La stessa legge peraltro risolve la questione dell'identificazione delle linee guida a tal fine rilevanti, prevedendo l'istituzione del “Sistema nazionale per le linee guida” (SNLG) pubblicato sul sito internet dell’Istituto superiore di sanità pubblica, per la raccolta delle linee guida elaborate da enti e istituzioni pubblici e privati nonché dalle società scientifiche e dalle associazioni tecnico-scientifiche delle professioni sanitarie iscritte in apposito elenco istituito e regolamentato con decreto del Ministro della salute. Prima di disporre la pubblicazione l’Istituto superiore di sanità pubblica verifica la metodologia adottata per la stesura delle linee guida e la rilevanza delle evidenze mediche dichiarate a supporto*.
Anche l’iscrizione nell’elenco delle società scientifiche è regolamentata e prevede criteri di rappresentatività sul territorio nazionale, di tutela della trasparenza e rappresentatività, di autonomia e indipendenza.

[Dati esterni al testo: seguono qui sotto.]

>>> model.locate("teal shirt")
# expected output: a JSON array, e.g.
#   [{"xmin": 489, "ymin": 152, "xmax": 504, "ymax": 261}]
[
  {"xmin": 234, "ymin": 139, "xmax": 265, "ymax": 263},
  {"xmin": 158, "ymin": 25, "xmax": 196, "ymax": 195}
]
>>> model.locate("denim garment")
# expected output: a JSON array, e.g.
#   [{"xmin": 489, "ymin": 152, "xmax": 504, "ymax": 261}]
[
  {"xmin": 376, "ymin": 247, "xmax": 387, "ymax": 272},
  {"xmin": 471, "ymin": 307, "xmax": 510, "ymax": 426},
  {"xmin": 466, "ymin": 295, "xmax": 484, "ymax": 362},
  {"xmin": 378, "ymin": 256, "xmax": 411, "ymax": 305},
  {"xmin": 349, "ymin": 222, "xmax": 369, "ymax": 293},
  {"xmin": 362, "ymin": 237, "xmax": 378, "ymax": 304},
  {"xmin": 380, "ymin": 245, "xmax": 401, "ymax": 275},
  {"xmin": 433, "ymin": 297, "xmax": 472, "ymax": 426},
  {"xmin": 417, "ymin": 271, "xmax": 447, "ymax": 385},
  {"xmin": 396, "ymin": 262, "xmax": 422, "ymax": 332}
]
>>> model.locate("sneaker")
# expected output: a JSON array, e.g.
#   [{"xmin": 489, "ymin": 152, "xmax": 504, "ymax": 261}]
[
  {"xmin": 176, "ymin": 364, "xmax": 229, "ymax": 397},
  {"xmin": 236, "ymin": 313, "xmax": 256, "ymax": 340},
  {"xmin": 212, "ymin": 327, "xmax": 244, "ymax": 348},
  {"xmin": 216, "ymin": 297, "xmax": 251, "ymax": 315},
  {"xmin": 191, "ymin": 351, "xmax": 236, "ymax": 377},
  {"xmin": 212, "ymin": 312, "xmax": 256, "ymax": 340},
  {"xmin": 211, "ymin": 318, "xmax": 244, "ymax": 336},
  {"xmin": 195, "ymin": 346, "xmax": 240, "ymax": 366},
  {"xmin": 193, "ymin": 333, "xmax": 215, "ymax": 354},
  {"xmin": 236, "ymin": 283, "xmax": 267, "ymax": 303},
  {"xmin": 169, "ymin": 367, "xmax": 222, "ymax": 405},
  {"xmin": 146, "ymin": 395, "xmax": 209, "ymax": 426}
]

In tema di responsabilità penale degli operatori sanitari per la somministrazione del vaccino per la prevenzione delle infezioni da SARS-CoV -2, occorre evidenziare come si sia di recente introdotto il c.d. "scudo penale", con norma che esclude la responsabilità penale ai sensi degli artt. 589 e 590 del codice penale (omicidio colposo e lesioni colpose), purché l'uso del vaccino sia "conforme alle indicazioni contenute nel provvedimento di autorizzazione all'immissione in commercio emesso dalle competenti autorità e alle circolari pubblicati sul sito istituzionale del Ministero della salute relative alle attività di vaccinazione (d.l. 1° aprile 2021, n. 44, art. 3, in attesa di conversione).